Véronique Sablery, Subtilement jaune (exposition)

Les parois de verre de Véro­nique Sablery

Véro­nique Sablery, quand elle ren­contre un volume, le pho­to­gra­phie mais non pour l’emprisonner  : elle  le sai­sit en tous ses angles pour tenir compte des ombres por­tées et libé­rer les formes de leurs limites.
Elle obtient ainsi des familles d’objets, des lignées de formes. Avec des pans de verre sub­ti­le­ment jaunes aujourd’hui.

Elle fabrique au fil du temps un théâtre optique qui brouille la tri­via­lité pour lui sou­ti­rer du sens comme dans un vivier et une ména­ge­rie de verre. L’apparition des formes pho­to­gra­phiées est mon­tée en volumes.
En pre­nant de “l’épaisseur”, la forme créée est confron­tée à l’originale pho­to­gra­phiée en une  sorte d’anamorphose.

Cet enchaî­ne­ment de la forme pho­to­gra­phiée en pas­sant par sa réa­li­sa­tion en volume se fond dans les géné­ra­tions d’ombres por­tées. Et cela s’avère être sou­vent la méthode de la créa­trice. Et ce en dif­fé­rentes étapes et périodes.

C’est tou­jours une ten­ta­tive répé­tée de dépas­ser la réa­lité pour la construire autre­ment, quel que soit le sujet. Véro­nique Sablery double le réel en inven­tant ses propres règles. Elle crée sinon un déta­che­ment du moins un écart essen­tiel.
Non pas et comme disait Berg­son parce que  “les artistes naissent déta­chés” : ici, d’autres impé­ra­tifs dictent la vision de la réalité.

Peu à peu, du réel l’artiste ne cherche que la beauté et la cou­leur. Et avec ses propres “armes” elle devient la des­cen­dante de Seu­rat, de Carl Andre, de Mar­kus Raetz voire d’un Rothko tout en ne cher­chant en rien le déta­che­ment d’un cer­tain sublime — même si ce mot est désor­mais honni.
Véro­nique Sablery se fait l’employée de son tra­vail de construc­tion d’équilibre. Et lorsqu’elle ren­contre une image — quelle qu’en soit la nature -, elle veut lui redon­ner son volume car elle la res­sent comme empri­son­née (à l’image des femmes de la pri­son de Rennes avec les­quelles elle travailla).

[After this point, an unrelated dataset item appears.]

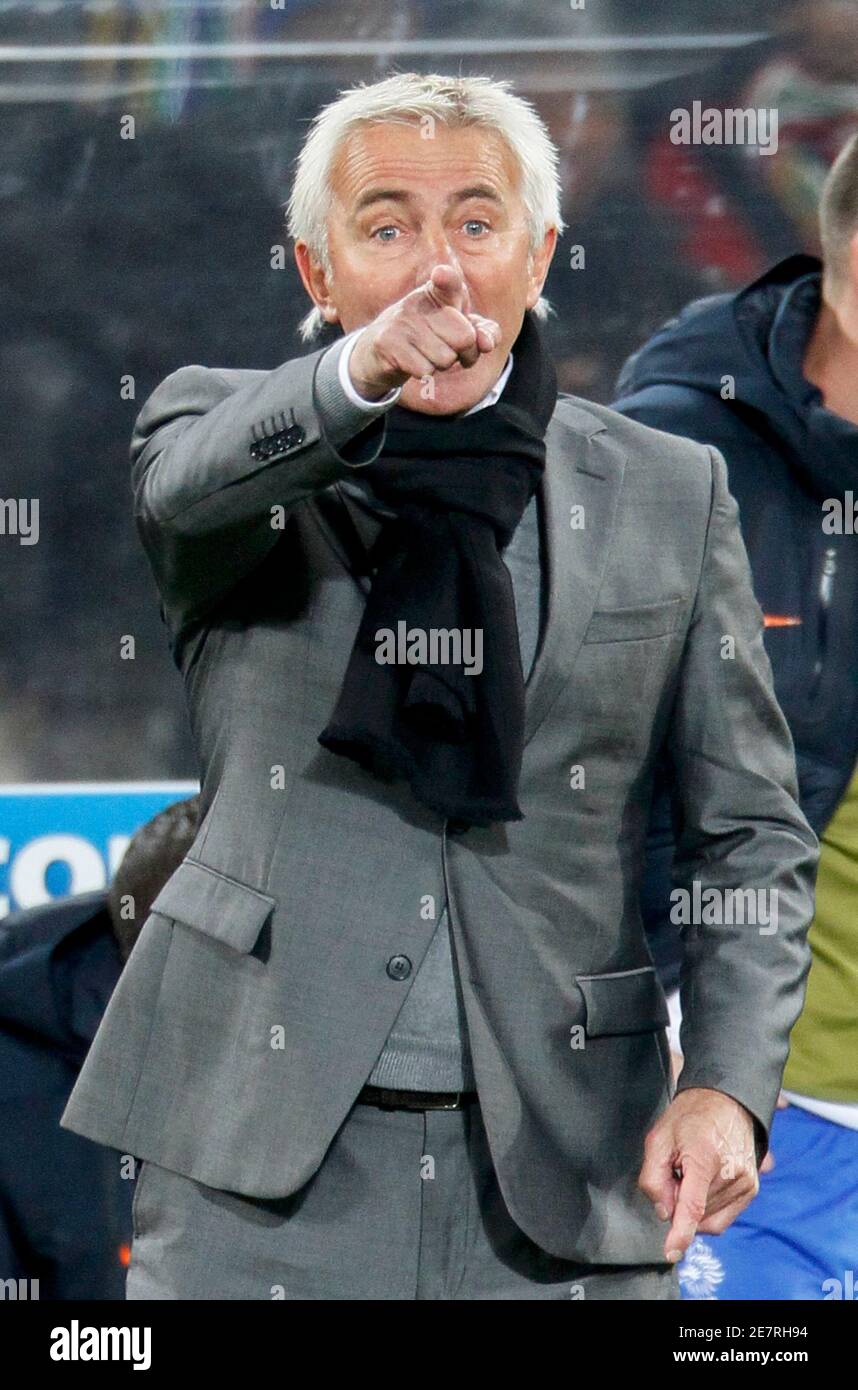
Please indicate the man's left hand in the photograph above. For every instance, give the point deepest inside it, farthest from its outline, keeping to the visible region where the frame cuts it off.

C’est une manière de plon­ger à la recherche de l’inconnu comme des incon­nues. N’est-ce pas d’ailleurs le per­pé­tuel mou­ve­ment de va-et-vient des contraires ? C’est aussi une nou­velle ver­sion de l’infra-mince dont par­lait Duchamp dans sa recherche de la qua­trième dimen­sion.
La part d’inconnu dans le tra­vail de Véro­nique Sablery n’est que sa quête.

Cette der­nière  devient  ana­logue à cette pariete di vetro du “pers­pec­teur” qui consti­tua, bien au-delà d’un simple ins­tru­ment du réa­lisme repré­sen­ta­tif, la condi­tion de pos­si­bi­lité de l’invention d’une géo­mé­trie voire et avec elle de la rai­son et du sujet modernes.
L’héritière directe de l’espace gali­léen puis new­to­nien accom­plit de la sorte un pro­jet épis­té­mo­lo­gique : la consti­tu­tion d’un sys­tème de repré­sen­ta­tion et de trans­mis­sion qui n’a plus besoin d’occulter le réfé­rent dans un seul sys­tème de signes.

Existe donc la mise en revers de l’abstraction dans une consis­tance plus ou moins défaite qui tient désor­mais à l’enchaînement des rela­tions signi­fiantes dans la sur­face et à tra­vers elle.
Ce qui est inventé est non un “tableau” mais sa suc­ces­sion de pers­pec­tives qui ne sont plus seule­ment euclidiennes.

jean-paul gavard-perret

Véro­nique Sablery, Sub­ti­le­ment jaune,  expo­si­tion, Gale­rie des Sens, Caen, Juillet & Août 2020.